I end the call with a jab of my finger. I miss the days when you could violently snap your cell phone shut. Touch screens are much less satisfying.

But then little satisfies me these days.

Moments after I hang up on Katie the elevator doors slide open, waiting to take me up to my new condo on the forty-fifth floor of a luxurious Midtown apartment building.

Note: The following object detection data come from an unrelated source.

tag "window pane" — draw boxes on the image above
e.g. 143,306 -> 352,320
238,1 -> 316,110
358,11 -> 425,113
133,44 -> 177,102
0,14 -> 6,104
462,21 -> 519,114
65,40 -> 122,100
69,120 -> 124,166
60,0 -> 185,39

I curse at the terrible reception in the elevator as it shoots me upward. I’ve calculated, late at night in my bed when I’m exhausted but also can’t seem to sleep, that I would gain twenty-five minutes a week if I could send out e-mails when I’m trapped in here every day.

In hindsight I should have gotten something closer to the ground. A panoramic NYC view seemed like a good idea when I bought the place; the reality is that I only use the condo for sleep.

Oh well. I suppose I have to keep up some appearances. My massive office could fit a fold-out couch but would it really be worth the raised eyebrows?

On the other hand, how many minutes would I save if I didn’t have to commute? I’ll have to schedule in time to do that math.

After all, why the fuck should I care about what anyone else thinks? My clients are the only ones I need to keep satisfied.